Although "as a general rule, legislation must be construed as prospective only unless the language of the statute, expressly or by implication, requires retroactive application, there is an exception for remedial statutes, which are those intended to correct imperfections in prior law" (Matter of Hyson [Amer. Motors Sales Corp. - Chrysler Corp.], 164 A.D.2d 41, 48 [cit.om.]. "In such circumstances, the statute (or an amendment thereto) is construed to be retroactive and *** is deemed to apply to pending matters" (Auger v. State, [236 A.D.2d] at 179; [cit.om.]). However, procedural statutes "may not retroactively destroy rights already accrued" (McKinney's Consolidated Laws of NY, §55, supra, at 118). Accordingly, "when it is said that procedural statutes are generally retroactive, what is really meant is that they apply to pending proceedings, and even with respect to such proceedings, they only affect procedural steps taken after their enactment" (Charbonneau v. State of New York, 148 Misc. 891, 895, affd. 178 A.D.2d 815, affd. 81 N.Y.2d 721; see, McKinney's Consolidated Laws of NY, Book 1, Statutes §55, supra; Simonson v. International Bank, 14 N.Y.2d 281, 289-290).
Wade v. Byung Yang Kim, supra, 250 A.D.2d at 325 (emphasis added).

In view of the foregoing, this Court believes that FAPA §10 is insufficient to overcome the presumption against retroactive enforcement of procedural amendments so as to destroy rights already accrued under pre-existing procedural requirements. It is instructive in this regard to consider the Second Department's holding, in Marrero v. Crystal Nails, supra, that the 2008 amendment to CPLR §205(a) was not to be retroactively applied.

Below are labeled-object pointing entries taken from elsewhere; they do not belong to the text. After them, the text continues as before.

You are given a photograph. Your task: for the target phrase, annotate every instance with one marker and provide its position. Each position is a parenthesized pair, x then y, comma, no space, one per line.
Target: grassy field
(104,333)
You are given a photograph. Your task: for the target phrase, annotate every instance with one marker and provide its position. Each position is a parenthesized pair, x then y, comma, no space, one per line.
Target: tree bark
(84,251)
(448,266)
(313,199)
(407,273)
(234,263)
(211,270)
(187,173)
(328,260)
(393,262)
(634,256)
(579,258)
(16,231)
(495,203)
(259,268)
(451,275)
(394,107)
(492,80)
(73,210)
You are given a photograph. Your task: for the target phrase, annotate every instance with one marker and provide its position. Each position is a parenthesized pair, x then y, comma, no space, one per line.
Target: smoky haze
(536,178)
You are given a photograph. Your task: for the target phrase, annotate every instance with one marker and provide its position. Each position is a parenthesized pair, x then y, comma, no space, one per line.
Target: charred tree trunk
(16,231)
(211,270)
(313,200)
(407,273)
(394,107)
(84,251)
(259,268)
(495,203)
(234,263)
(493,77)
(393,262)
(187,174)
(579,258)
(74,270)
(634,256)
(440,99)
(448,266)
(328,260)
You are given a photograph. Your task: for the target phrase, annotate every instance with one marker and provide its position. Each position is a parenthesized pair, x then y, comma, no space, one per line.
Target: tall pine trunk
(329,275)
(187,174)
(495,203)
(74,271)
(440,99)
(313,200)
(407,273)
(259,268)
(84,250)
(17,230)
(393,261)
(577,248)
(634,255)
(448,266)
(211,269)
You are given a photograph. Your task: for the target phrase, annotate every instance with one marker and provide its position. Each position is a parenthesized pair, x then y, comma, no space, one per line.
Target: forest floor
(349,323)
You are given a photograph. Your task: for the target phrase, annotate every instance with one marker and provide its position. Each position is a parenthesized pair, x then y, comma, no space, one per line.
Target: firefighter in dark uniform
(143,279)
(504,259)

The Court wrote:

The legislature did not explicitly state or clearly indicate, either in the amendment itself or in the materials contained in the bill jacket, that the 2008 amendment should apply retroactively. Accordingly, we presume at the outset that the amendment was to have prospective application.
According to the Senate Introducer's Memorandum in Support, the bill which resulted in the 2008 amendment "set[] forth a resolution to a persistent problem within our courts regarding dismissal for neglect to prosecute the action" [cit.om.]. That memorandum continued, "The intent of CPLR §205(a) has been misconstrued allowing for many cases to be dismissed on the basis of neglect to prosecute. The law is presently unclear with respect to what specifically constitutes a neglect to prosecute particularly where it falls outside Rule 3216" [cit.om.]. With respect to the justification for the bill, the memoran-dum concluded that "[a]mending CPLR §205(a) to provide uniformity would reestablish the original legislative intent of this chapter" [cit.om.].
Although the 2008 amendment certainly could be characterized as remedial in nature, and may be construed as correcting a certain unintended judicial interpretation, on the other hand, in addition to the presumption of prospective application, the legislature expressed no urgency whatsoever so as to support the case for retroactive applicability. Additionally, the amendment provided only that it was to "take effect immediately" [cit.om]; see McKinney's Cons Laws of NY, Book 1, Statutes §52, Comment at 102 ["an amendatory enactment will not be deemed retroactive unless, in exceptional cases, the Legislature so declares, and a provision in an amendatory statute that 'this act shall take effect immediately' has been held to exclude the idea that it should be retroactive" Taking into consideration all of the relevant factors, we conclude that the requirement added to CPLR 205(a) by the 2008 amendment is not to be applied retroactively, and thus has no applica-bility to this case.
Marrero v. Crystal Nails, supra, 114 A.D.3d at 112-113.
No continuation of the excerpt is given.